People continue to move out of big cities, though not at the high rates seen in 2021, according to The Wall Street Journal’s reporting on population estimates released by the U.S. Census Bureau (subscription).
Where are they going? The areas experiencing the most growth are the suburbs of big cities and small and medium-sized metro areas.
- “The core counties of large metro areas had an estimated net loss of more than 800,000 movers to the rest of the country, but that was an improvement from a 1.2 million drop in the preceding year, the Journal analysis shows.”
The “doughnut effect”: “From the start of the pandemic in March 2020, through December 2021, [Stanford University economics professor Nicholas Bloom’s] research shows 58% of the households that moved from a central business district or high-density ZIP Codes in the U.S.’s 12 most-populated metropolitan areas landed in a suburb or exurb in that same region.”
- Bloom refers to this as the “‘doughnut effect,’ with the hollowing out of city centers and growth suburban rings.”
Buoyed by immigration: Immigration is responsible, in part, for stemming the population decline in large cities.

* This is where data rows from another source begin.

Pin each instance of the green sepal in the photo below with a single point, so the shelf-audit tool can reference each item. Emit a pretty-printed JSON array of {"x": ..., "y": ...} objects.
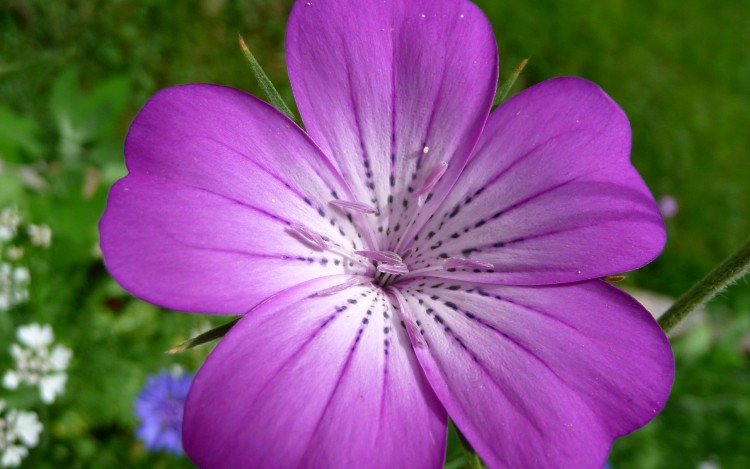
[
  {"x": 269, "y": 90},
  {"x": 213, "y": 334},
  {"x": 504, "y": 89}
]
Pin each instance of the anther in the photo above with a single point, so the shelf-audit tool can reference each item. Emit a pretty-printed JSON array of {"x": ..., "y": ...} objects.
[
  {"x": 356, "y": 206},
  {"x": 337, "y": 288},
  {"x": 389, "y": 257},
  {"x": 461, "y": 263},
  {"x": 397, "y": 269},
  {"x": 307, "y": 235}
]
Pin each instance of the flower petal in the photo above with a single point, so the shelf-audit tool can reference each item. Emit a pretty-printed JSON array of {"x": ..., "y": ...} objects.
[
  {"x": 216, "y": 178},
  {"x": 549, "y": 196},
  {"x": 391, "y": 90},
  {"x": 310, "y": 380},
  {"x": 541, "y": 376}
]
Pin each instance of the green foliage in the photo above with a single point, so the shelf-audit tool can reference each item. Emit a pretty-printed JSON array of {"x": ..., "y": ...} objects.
[{"x": 74, "y": 73}]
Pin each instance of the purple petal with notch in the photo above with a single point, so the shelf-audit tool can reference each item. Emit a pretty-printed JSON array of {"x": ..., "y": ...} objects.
[
  {"x": 216, "y": 179},
  {"x": 379, "y": 83},
  {"x": 315, "y": 381},
  {"x": 550, "y": 195},
  {"x": 541, "y": 376}
]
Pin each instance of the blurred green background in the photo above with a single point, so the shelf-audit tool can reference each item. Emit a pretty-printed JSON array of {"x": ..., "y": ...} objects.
[{"x": 74, "y": 73}]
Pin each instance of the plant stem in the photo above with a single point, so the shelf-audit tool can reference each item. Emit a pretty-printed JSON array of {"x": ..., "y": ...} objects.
[
  {"x": 472, "y": 458},
  {"x": 732, "y": 269}
]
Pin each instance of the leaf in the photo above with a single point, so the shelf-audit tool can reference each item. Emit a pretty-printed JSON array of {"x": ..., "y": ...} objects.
[
  {"x": 504, "y": 89},
  {"x": 265, "y": 83}
]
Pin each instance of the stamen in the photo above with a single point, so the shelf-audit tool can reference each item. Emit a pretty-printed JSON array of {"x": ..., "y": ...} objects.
[
  {"x": 389, "y": 257},
  {"x": 398, "y": 269},
  {"x": 461, "y": 263},
  {"x": 432, "y": 179},
  {"x": 356, "y": 206},
  {"x": 337, "y": 288},
  {"x": 307, "y": 235}
]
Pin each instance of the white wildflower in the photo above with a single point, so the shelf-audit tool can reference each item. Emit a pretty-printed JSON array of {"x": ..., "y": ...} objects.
[
  {"x": 40, "y": 235},
  {"x": 37, "y": 364},
  {"x": 14, "y": 285},
  {"x": 10, "y": 218},
  {"x": 19, "y": 431},
  {"x": 14, "y": 253}
]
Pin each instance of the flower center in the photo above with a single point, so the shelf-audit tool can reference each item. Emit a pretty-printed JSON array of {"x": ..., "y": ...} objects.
[{"x": 384, "y": 267}]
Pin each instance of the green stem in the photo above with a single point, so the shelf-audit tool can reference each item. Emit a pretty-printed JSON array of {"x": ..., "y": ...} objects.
[
  {"x": 265, "y": 83},
  {"x": 728, "y": 272},
  {"x": 213, "y": 334},
  {"x": 472, "y": 458}
]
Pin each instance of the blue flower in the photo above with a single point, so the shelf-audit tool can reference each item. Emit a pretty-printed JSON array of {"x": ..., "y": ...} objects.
[{"x": 159, "y": 407}]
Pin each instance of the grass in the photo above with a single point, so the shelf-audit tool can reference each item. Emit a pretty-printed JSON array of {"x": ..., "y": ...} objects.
[{"x": 680, "y": 70}]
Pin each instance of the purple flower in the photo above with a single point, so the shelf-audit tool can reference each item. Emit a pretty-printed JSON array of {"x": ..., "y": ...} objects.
[
  {"x": 159, "y": 407},
  {"x": 408, "y": 258}
]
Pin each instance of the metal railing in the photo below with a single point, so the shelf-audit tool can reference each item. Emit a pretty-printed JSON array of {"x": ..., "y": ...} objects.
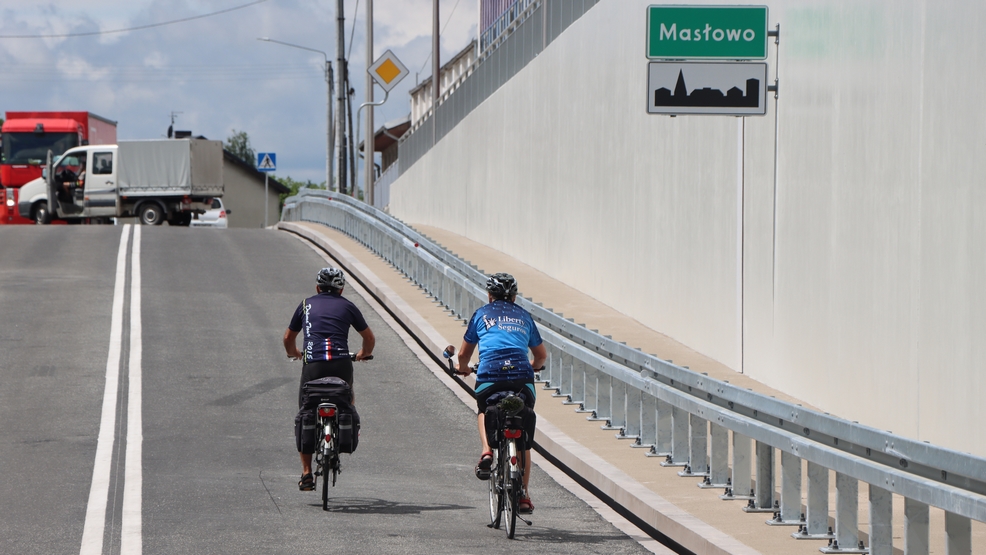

- “[T]he latest data shows a revival that has helped bolster large urban counties, with about 500,000 net arrivals from abroad last year.”
Florida for the win? And here’s an interesting data point—lots of people are heading to one specific state.
- “Seven of the 10 fastest-growing metro areas are in Florida. The Villages, a sprawling retirement community in central Florida, saw the fastest pace at 7.5% and is now home to almost 145,000 people.”